Location
- Via Cununyacu, Km 2.5 Tumbaco Quito, Pichincha Ecuador 0°13′29″S 78°25′41″W﻿ / ﻿0.2246341°S 78.42799409999998°W

Information
- Type: Private school
- Established: 1995
- President: Sylvia Harcourt
- Staff: 45 teachers
- Enrollment: 320 students
- Colours: Blue, white and red
- Slogan: Quality International Education.
- Website: www.britishschoolquito.edu.ec

= The British School of Quito =

The British School Quito (BSQ) is a British international school for students aged 3–18 in Quito, Ecuador. It was founded by Gloria Hooper, Baroness Hooper and the former British Ambassador in Ecuador Richard Lavers in 1995.

In Years 12 and 13, the school offers the accredited IB Diploma Programme. The British School is the only school in Quito to offer, in English, all of the “Higher Level” IB programmes of Mathematics, Physics, Chemistry and Biology.

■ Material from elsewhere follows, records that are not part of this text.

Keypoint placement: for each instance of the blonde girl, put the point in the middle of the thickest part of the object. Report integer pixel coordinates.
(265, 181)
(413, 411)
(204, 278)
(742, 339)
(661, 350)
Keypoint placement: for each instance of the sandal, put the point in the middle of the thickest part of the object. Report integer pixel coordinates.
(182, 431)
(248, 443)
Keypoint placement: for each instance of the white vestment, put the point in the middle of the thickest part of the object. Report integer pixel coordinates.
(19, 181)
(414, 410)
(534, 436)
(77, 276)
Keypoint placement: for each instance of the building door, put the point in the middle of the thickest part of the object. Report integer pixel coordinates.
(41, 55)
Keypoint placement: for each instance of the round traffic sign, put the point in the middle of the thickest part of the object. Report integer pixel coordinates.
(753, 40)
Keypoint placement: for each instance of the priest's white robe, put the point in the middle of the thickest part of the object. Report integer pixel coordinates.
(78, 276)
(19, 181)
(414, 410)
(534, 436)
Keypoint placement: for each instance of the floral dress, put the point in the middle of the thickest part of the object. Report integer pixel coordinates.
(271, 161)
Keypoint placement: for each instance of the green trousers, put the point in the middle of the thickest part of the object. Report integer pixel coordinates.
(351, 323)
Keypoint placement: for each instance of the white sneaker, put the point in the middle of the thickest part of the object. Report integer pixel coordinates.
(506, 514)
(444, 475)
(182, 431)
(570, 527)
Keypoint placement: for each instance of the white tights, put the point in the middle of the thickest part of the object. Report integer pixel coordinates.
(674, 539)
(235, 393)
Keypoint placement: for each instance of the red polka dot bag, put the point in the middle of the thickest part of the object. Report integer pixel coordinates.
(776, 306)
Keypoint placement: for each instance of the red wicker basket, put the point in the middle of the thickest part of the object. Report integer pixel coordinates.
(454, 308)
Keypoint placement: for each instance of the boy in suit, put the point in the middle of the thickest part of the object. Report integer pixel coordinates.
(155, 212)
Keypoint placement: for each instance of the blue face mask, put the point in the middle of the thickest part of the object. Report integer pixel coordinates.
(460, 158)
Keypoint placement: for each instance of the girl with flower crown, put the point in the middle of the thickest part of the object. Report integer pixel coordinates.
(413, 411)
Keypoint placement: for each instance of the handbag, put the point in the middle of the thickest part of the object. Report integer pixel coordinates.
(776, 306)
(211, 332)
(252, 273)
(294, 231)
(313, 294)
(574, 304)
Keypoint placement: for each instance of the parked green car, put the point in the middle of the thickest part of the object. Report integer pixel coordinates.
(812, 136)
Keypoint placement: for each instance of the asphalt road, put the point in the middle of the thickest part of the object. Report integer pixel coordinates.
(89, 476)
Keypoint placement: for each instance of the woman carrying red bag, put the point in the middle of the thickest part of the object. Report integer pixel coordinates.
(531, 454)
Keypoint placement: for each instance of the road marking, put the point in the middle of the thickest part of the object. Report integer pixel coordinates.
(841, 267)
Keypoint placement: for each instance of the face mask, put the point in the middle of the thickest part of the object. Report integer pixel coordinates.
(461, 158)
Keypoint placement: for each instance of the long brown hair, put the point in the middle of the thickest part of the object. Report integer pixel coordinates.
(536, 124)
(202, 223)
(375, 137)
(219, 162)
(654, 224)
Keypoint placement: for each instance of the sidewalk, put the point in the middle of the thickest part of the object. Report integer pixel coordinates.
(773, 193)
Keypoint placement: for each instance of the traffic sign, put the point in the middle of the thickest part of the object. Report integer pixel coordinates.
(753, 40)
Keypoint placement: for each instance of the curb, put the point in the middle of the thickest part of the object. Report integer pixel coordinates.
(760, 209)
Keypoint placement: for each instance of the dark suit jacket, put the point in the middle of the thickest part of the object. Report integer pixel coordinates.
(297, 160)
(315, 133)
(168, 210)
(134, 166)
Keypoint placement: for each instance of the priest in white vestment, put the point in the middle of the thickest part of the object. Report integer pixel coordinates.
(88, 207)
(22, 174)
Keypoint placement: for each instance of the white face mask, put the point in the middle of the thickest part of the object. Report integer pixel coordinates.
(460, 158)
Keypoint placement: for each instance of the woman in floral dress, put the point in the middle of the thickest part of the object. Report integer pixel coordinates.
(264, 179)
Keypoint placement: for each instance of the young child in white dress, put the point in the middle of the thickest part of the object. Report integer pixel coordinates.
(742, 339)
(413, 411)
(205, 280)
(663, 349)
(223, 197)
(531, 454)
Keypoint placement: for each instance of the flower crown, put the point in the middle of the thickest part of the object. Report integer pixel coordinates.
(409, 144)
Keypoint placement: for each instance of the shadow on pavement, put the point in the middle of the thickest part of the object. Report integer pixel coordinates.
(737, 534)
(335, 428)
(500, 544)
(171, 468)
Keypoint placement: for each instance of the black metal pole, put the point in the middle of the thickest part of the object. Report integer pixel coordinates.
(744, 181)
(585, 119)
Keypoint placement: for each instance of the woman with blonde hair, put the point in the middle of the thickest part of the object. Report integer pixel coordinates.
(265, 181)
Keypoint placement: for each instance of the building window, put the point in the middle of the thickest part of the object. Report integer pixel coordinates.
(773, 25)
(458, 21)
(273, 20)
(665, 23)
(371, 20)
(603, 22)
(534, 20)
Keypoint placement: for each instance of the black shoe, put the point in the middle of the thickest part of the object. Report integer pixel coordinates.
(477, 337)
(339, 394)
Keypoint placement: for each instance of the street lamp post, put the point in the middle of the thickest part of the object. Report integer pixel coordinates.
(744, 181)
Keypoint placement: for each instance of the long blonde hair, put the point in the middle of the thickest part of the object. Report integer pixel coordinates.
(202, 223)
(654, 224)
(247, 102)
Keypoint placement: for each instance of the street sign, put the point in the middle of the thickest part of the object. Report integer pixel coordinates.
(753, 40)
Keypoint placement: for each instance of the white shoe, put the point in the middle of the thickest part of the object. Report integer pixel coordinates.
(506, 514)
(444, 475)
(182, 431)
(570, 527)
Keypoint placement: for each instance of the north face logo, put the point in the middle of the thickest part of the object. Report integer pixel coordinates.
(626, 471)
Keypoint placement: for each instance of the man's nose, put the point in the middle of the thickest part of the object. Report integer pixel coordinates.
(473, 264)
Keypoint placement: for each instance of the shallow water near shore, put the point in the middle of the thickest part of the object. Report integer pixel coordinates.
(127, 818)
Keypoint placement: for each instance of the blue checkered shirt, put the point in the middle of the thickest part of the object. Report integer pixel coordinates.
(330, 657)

The school curriculum is taught in English. The curriculum is the English National curriculum from Key Stage 1 to Key Stage 4, this includes the internationally recognised Cambridge iGCSE examinations. The school teaches Spanish, has a Spanish as a Second Language department, English as an Additional Language department, and geography.